Review by Matt Finley
Amid a mess of digital clatter and
bang, the trailer for the shiny new TOTAL RECALL asks, “What
is real? What is recall?” It seemed to imply that the film’s many
narrative omissions – Mars, mutants and Paul Verhoeven’s devilish
humor are all M.I.A. - would be compensated for in intricate
storytelling. While there’s some tossed-off adequately Dickian talk
about objective and subjective realities, and physical experience
versus the mind’s chemical reproduction thereof, the film fumbles
the story’s labyrinthine potential into a single, endless corridor
of gunfights, car chases and limp political rhetoric.
Limiting its setting to a
chemical-ravaged, overpopulated Earth, RECALL splits its time
between the world’s two remaining habitable regions: The WASPy,
upper-crust United Federation of Britain (UFB for short), and The
Colony (Australia), a working class melting pot comprising the
marginalized working class.
The rest is pretty similar to the
RECALL you remember – Cohaagen (Bryan Cranston) and his
expanding, iron-fisted UFB are at war with a revolutionary faction,
who are fighting to maintain the civil rights of the workers. Caught
in the middle is Douglas Quaid (Colin Farrell), a discontent
nine-to-fiver who, after visiting a recreational memory implantation
business, discovers he may or may not be a double-agent super spy.
Commence ‘splosions.
Directed by Len Wiseman (UNDERWORLD),
the film’s world feels expansive, but also hopelessly familiar. The
rainy, pan-Asian sprawl of The Colony is lifted straight from BLADE
RUNNER, while the UFB’s sleek, flying cars and glittering
geometry are futuristic in the most broad and anonymous sense.
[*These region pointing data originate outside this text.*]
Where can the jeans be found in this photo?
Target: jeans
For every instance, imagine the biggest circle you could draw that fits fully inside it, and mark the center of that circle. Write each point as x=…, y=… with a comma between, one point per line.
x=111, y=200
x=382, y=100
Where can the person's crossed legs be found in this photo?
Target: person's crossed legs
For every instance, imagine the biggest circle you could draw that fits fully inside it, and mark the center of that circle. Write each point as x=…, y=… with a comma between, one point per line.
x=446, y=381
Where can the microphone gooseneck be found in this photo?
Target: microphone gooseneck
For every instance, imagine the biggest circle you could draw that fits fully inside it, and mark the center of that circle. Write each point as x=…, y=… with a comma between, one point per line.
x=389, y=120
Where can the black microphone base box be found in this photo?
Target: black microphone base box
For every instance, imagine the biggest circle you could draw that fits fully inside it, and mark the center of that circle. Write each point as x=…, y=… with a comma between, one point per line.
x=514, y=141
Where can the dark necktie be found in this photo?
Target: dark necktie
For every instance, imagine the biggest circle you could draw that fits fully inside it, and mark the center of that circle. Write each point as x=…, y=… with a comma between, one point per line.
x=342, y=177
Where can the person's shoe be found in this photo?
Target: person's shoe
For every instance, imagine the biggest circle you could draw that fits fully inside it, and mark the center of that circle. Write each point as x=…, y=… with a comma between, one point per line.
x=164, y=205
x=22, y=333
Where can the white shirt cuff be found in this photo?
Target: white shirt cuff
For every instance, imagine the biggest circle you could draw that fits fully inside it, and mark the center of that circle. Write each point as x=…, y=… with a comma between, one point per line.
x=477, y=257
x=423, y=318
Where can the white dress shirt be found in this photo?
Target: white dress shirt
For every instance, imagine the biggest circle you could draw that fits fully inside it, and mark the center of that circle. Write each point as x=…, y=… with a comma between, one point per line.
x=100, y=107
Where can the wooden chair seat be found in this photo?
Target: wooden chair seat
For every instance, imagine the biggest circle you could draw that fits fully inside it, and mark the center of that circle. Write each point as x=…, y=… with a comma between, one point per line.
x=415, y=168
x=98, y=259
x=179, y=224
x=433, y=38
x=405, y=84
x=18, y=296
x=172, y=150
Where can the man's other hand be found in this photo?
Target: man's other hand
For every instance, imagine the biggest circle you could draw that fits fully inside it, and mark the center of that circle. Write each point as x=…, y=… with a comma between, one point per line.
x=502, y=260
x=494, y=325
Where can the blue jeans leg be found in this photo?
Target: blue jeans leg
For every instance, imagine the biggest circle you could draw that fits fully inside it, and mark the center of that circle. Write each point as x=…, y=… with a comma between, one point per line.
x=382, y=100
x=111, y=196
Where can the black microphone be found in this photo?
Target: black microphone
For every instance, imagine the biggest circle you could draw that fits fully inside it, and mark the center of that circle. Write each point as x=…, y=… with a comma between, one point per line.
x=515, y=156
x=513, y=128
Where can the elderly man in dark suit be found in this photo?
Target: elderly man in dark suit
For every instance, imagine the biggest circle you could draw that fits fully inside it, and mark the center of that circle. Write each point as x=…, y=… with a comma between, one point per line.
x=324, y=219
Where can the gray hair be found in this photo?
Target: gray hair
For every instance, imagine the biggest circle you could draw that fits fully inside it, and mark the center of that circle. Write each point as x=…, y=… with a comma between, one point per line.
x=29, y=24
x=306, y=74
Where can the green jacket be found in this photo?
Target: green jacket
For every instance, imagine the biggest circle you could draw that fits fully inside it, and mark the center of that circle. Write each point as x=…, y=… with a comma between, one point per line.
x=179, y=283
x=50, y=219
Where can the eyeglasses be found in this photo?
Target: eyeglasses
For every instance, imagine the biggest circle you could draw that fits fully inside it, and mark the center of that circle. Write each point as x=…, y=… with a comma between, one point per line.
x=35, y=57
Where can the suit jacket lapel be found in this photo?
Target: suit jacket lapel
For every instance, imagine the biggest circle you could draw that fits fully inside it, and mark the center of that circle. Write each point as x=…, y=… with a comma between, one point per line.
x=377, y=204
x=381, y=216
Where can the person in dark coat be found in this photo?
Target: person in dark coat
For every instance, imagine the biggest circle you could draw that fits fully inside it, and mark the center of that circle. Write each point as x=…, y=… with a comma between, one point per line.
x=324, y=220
Hologram generators, pervasive touch screens,security robots... Why
such a bland palate of sci-fi standbys?
The Internet hive-mind has written
exhaustively on Hollywood’s post-DARK KNIGHT fascination
with earthbound genre storytelling, so I don’t need to mount that
particular soapbox. But seriously… Screenwriters Mark Bomback
(UNSTOPPABLE), James Vanderbilt (ZODIAC) and Kurt
Wimmer (SALT) seem to have done everything in their power to
prevent this movie from being fun. I’m not cheesed off that they
did away with the bug-eyed suit depressurizations, the latex-laden
Mutantville or Kuato (here the revolution is coordinated by the
intensely Laconic Matthias [Bill Nighy])… but I've got significant
beef with their idea of suitable replacements.
We get two major female characters:
Quaid’s wife, Lori (Kate Beckinsale), who fares better than her
counterpart in the previous film, and Melina (Jessica Biel), one of
the revolution's higher ups. However, the movie is so devoted to
elaborate, overlong action sequences that we leave the theater far
more familiar with their fists and elbows than their actual
personalities. It’d be partially forgivable if any of the fights or
setpieces were worthy of their ubiquity, but even the extended
elevator chase sequence, which lots of folks have praised, isn’t
original enough to earn its runtime.
The movie also calls repeated times out
to dally in ludicrously simplistic politics. The whole reason most
action movies depend on classic idealogical binaries – like the
corrupt government vs. the oppressed, powerless citizenry - is to
create an easy emotional hook without having to cut into the action.
Armchair cries of “power to the people” do not a manifesto make,
yet RECALL blusters on without nuance, subtlety or even a hint
of humor. Perhaps if Cranston’s Cohaagen were onscreen long enough
to evoke a true sense of villainy they wouldn’t have to spend so
much time explaining the injustices he's allowed. Still, did
the filmmaker’s really think something so facile could be
intellectually engaging? If I cared enough, I might be offended.
Obviously, that concerted lack of
complexity isn’t limited to the movie’s political fixations –
it also dogs the characters and the story. Art that questions the
nature of reality and perception needs to be challenging. Otherwise,
it merely reinforces our standing passive relationship with
identity, time and place. And there are works that challenge us:
Cronenberg’s EXISTENZ, for example, or Martin Amis’
heartbreaking novel Time’s Arrow… much of the writing of
Philip K Dick, for crap’s sake. If TOTAL RECALL challenges
us to do anything, it’s stay conscious. (1 1/2 out of 4
stars)
I know David Cronenberg worked for years on a draft of TOTAL RECALL before Team Verhoeven dumbed it down for Arnie fans; I don't suppose this "reboot" owed anything to him and the original PKD "We Can Remember It For You Wholesale" short story?